Las escenas que la tecnología moderna de la información nos hace llegar a diario sobre el drama de los refugiados nos conmueven y sublevan a justo título. La primera reacción, casi instintiva, es la de compartir el dolor de esa gente. Por otro lado, sin embargo, el flujo incontenible de inmigrantes, en el que predominan los que buscan mejorar su situación económica, produce repulsa y miedo en los países receptores. Ayudar sí, pero lejos de nuestras fronteras, parece ser el lema de las clases medias, horrorizadas al contemplar la pobreza que alguna vez también existió en sus países, pero que ellos no conocieron. “Los países marítimos durante siglos aprovecharon las ventajas de tener costas y ahora no tienen suerte”, llegó a decir Milan Chovanec, actual ministro del interior de la República Checa, país sin mar, partidario también de armar a la población contra la amenaza del terrorismo musulmán; lo dijo al rechazar la idea de repartirse entre todos a los cientos de miles de refugiados llegados a los campos de internación en España, Italia y Grecia.
La diferencia entre la caridad y la solidaridad consiste en que no basta con entregar unos pesos con tal de no ver más al mendigo, real o simulador, que nos muestra sus llagas postrado en la vereda, sino que lo que cuenta es el compromiso consciente de luchar juntos por la erradicación de la miseria y la explotación que se las han infligido. No quiere decir esto que ambos valores se contradigan, nada de eso, la caridad es un sentimiento natural en el ser humano, mientras que la solidaridad exige una actitud mental.

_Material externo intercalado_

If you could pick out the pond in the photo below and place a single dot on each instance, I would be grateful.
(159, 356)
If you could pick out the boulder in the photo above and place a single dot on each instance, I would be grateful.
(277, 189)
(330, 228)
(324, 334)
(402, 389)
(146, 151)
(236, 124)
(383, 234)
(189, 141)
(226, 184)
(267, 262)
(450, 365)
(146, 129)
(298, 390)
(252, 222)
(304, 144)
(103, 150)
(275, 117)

Puede alegarse que la solidaridad solo es posible con quien lucha, y es verdad. Los refugiados no luchan, solo son exponentes de los resultados más odiosos de un mundo injusto. Y cuando luchan, lo más probable es que lo hagan como terroristas. Pero es nuestro deber luchar con nuestro propio bagaje de conocimientos y experiencia por erradicar la injusticia del mundo. Eso es la mayor solidaridad que podemos entregar a las víctimas. Pero el óbolo humanitario tampoco se excluye.